Goeth was born in Vienna to affluent parents who made their wealth from book publishing and sales. The family was Catholic and the young Goeth was raised chiefly by his aunt.
An unremarkable student, Goeth completed high school before studying agriculture. His passion, however, was right-wing extremism. In his late teens, Goeth belonged to at least two anti-Semitic youth brigades or paramilitary groups. He eventually joined the NSDAP and the SS in 1930.
Goeth’s work for the Nazi Party saw him targeted by Austrian authorities during the 1930s, so he spent long periods in exile in Munich. He married 1938 and had three children, though by 1941 he had separated from his wife.
Goeth was conscripted in 1940, serving briefly in the Wehrmacht (army) before transferring to the SS. During 1942, he worked in eastern Poland rounding up Jewish populations and transporting them to camps. The following year, Goeth was transferred to the Totenkopfverbande, the SS’s concentration camp division, and ordered to oversee construction of a labour camp in Plaszow, a southern suburb of Krakow.
Goeth served as commandant of the Plaszow camp until September 1944. During this two-year tenure, Goeth became known for his sadistic and arbitrary use of violence. He frequently ordered summary executions, often as retaliation for escape attempts by others but sometimes for no apparent reason. Some inmates reported that looking at Goeth incorrectly was likely to incur a beating or worse.
By 1944, Goeth’s brutal sadism had become so extreme that it even concerned other SS officers. He was eventually removed from his command and charged with stealing Jewish property, violating regulations and mistreating prisoners through violence and starvation.

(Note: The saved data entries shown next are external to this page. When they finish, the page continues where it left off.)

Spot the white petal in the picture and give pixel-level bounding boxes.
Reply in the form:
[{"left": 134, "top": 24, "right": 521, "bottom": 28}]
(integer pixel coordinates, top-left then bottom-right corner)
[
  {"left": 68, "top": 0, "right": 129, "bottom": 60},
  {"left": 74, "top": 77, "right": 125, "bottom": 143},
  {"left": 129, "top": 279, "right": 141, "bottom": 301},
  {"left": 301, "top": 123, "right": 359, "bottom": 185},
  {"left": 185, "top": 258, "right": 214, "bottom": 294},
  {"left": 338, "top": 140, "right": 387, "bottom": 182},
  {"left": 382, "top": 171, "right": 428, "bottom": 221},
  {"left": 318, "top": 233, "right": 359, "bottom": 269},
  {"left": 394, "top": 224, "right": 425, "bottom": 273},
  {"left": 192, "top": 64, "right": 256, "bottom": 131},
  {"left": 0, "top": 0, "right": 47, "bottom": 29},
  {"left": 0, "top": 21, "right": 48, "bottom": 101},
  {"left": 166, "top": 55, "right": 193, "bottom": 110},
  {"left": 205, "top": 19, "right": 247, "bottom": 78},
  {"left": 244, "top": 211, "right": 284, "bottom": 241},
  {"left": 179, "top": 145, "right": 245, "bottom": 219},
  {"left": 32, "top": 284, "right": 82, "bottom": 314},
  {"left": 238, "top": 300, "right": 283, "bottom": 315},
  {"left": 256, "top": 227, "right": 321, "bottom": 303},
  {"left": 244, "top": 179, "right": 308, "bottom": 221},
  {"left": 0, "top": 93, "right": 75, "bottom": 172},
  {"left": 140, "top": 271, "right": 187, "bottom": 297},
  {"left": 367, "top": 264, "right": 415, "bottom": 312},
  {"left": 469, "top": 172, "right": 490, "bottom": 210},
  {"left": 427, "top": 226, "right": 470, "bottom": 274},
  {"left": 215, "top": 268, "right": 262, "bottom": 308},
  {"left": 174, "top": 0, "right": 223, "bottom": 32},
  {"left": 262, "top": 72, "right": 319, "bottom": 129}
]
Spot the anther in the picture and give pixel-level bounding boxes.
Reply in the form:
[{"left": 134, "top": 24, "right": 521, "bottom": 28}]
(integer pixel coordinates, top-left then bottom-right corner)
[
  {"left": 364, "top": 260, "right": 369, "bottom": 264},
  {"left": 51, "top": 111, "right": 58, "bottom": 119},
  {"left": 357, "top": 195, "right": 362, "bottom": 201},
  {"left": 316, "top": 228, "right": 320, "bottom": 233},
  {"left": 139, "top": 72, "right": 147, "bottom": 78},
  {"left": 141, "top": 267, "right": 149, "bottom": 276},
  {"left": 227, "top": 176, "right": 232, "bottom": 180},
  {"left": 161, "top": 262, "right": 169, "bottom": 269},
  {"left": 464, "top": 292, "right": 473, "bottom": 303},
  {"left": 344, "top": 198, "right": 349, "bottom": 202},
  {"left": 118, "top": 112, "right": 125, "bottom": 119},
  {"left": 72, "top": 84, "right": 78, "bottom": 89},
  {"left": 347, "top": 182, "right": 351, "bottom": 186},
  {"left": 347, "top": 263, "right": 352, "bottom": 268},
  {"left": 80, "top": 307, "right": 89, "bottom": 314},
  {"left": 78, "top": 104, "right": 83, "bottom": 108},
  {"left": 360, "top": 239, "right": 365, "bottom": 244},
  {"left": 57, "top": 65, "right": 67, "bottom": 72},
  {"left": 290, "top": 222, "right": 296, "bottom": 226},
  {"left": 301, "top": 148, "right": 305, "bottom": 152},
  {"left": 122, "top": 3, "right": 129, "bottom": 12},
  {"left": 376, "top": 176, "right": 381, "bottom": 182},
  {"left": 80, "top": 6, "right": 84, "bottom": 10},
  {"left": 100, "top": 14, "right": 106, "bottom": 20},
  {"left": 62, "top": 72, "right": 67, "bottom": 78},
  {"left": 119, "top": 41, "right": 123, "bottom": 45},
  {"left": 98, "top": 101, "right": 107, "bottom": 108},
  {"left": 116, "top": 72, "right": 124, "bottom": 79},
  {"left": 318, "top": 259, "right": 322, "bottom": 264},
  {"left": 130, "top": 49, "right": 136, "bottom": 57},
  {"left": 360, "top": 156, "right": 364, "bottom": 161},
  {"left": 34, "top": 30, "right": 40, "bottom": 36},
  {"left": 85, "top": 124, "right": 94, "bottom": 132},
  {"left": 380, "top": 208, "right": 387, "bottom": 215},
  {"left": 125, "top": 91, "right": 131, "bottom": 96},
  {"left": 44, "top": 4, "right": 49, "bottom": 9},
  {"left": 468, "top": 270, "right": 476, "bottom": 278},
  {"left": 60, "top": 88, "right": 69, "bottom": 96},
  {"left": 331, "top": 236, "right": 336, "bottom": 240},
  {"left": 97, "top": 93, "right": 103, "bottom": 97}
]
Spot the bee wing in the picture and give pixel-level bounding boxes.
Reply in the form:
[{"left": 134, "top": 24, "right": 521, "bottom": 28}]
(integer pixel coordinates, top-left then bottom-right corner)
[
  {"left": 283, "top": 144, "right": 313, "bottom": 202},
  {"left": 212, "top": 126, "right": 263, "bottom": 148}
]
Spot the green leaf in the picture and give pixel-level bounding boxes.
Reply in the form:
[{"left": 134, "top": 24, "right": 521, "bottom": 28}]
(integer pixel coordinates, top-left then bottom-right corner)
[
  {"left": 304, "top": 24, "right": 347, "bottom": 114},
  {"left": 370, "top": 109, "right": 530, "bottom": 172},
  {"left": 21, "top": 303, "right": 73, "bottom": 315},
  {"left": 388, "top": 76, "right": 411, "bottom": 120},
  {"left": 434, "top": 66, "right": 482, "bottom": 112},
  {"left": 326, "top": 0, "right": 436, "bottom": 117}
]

These charges were eventually dropped in 1945 due to Germany’s imminent defeat.
Goeth spent the rest of the war in a Bavarian asylum, where he was found and arrested by American troops in May 1945. He denied being a member of the SS but was identified by former prisoners and deported to Poland. Goeth was placed on trial in Krakow, convicted of murdering an unknown number of people and sentenced to death. He was hanged in September 1946.